En parlant de littérature, un clin d’œil à Jules Verne : « Vous me faites une farce ? C’est une supercherie ? Vous vous payez ma tête ? s’offusque l’ingénieur [Gustave Eiffel]. J’ai un moment cru à vos histoires, mais là, messieurs, ce n’est pas sérieux ! Vous me demanderez bientôt un ascenseur pour la lune ! C’est digne d’un roman de Jules Verne ! – En effet, monsieur. Jules Verne met en verbe nos projets, pour préparer l’opinion. Pour aider nos contemporains à se représenter un avenir où le vieux monde aura disparu d’un claquement de doigts, comme au détour d’un virage en épingle à cheveux. » (p. 293).

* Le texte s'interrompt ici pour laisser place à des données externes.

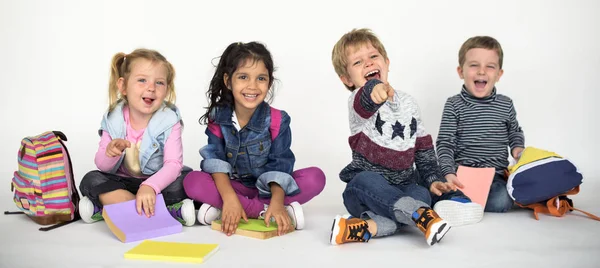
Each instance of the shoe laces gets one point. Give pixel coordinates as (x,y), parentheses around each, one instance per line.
(175,210)
(357,231)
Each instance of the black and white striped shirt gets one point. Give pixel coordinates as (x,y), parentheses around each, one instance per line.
(476,132)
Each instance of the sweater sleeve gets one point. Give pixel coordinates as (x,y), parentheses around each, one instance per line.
(446,141)
(425,158)
(516,138)
(104,162)
(172,162)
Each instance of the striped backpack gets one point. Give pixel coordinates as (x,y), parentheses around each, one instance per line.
(542,181)
(44,187)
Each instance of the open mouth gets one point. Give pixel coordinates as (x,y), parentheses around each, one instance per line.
(148,101)
(372,75)
(480,84)
(250,96)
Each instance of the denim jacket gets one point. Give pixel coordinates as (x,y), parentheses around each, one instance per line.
(153,139)
(249,155)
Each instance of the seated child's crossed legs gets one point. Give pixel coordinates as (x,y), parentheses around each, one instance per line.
(499,200)
(201,187)
(384,206)
(99,188)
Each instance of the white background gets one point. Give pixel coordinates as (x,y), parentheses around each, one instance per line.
(54,70)
(55,56)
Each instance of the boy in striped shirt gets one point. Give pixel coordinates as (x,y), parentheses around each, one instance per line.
(478,125)
(394,169)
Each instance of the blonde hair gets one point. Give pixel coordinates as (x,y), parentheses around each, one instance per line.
(121,67)
(354,38)
(480,42)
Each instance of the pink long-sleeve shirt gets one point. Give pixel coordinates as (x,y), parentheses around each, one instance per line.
(172,158)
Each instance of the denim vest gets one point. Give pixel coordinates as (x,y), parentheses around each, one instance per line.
(154,137)
(249,153)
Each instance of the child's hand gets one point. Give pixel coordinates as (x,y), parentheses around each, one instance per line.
(282,219)
(145,200)
(381,93)
(454,182)
(231,214)
(438,188)
(516,153)
(116,147)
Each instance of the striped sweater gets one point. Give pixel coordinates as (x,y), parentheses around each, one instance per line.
(477,132)
(389,138)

Un autre clin d’œil littéraire : « Qui était ce gentilhomme ? demande Goron en frisant ses moustaches. – Un médecin anglais [monsieur Doyle cité 4 lignes plus haut] qui s’intéresse de près aux méthodes de la police française. Voilà bientôt quatre ans qu’il me rend visite. Quelqu’un de charmant ! – Et que fait ce médecin de nos méthodes policières ? s’enquiert Goron. – Il en fait des nouvelles, répond Bertillon en posant un épais dossier sur la table. – Des nouvelles ? – Oui, il est aussi écrivain. Il fait paraître de petites nouvelles sur un détective londonien… J’en ai lu quelques-unes… C’est habile ! Pour un peu et je dirais qu’il s’est inspiré de notre Lacassagne pour son personnage. » (p. 314).

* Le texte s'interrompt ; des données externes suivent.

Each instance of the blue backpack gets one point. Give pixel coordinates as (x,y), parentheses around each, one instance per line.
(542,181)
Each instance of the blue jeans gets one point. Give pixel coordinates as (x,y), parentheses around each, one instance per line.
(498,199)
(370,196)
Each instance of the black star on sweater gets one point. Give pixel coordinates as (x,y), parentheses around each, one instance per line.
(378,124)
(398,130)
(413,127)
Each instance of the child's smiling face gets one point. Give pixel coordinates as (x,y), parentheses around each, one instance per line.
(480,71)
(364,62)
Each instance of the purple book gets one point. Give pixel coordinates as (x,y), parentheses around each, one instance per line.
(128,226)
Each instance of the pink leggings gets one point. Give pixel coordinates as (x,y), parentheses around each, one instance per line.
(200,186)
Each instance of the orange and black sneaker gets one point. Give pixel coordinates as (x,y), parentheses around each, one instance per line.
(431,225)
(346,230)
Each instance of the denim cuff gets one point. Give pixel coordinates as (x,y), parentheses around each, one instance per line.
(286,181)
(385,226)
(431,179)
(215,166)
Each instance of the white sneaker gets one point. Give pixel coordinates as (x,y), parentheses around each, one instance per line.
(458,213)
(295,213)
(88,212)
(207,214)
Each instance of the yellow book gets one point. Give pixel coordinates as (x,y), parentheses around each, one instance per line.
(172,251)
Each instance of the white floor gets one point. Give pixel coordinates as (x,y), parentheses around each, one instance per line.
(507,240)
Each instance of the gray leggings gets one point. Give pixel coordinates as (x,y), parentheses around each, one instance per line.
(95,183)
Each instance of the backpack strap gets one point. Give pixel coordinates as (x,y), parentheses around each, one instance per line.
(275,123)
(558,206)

Un de mes passages préférés : « Et l’instant est grand, car si l’on oublie de donner un sens profond à chacune de nos actions, à chacune de nos découvertes, on laisse les plus vulnérables des hommes avec une peur au ventre. Une peur dévorante, contagieuse, irrationnelle. Et cette peur, messieurs, c’est la peur de la mort. Et de cette peur naissent tous les extrémismes… » (p. 313). Ce qui rejoint : « La différence entre Croyance et Connaissance est fondamentale, précise Maspero. L’une aliène, l’autre libère. L’une n’est que dogmes et paroles, l’autre est ancrée dans tous les niveaux de la matière et ne demande que des yeux pour être vue. » (p. 268).

J’ai beaucoup aimé : la visite privée de la Tour Eiffel avec Gustave Eiffel le samedi 2 mars 1899 (p. 294-298).

Une note de lecture très longue (j’avais beaucoup à dire !) pour cette lecture dense et intense que je mets dans le Challenge de l’été, Littérature de l’imaginaire, Polar et thriller, Lire sous la contrainte (trilogies et séries de l’été) et Vapeur et feuilles de thé (pour le petit côté steampunk) avec toujours cette richesse et cette diversité incroyable : policier, historique, fantastique et science-fiction.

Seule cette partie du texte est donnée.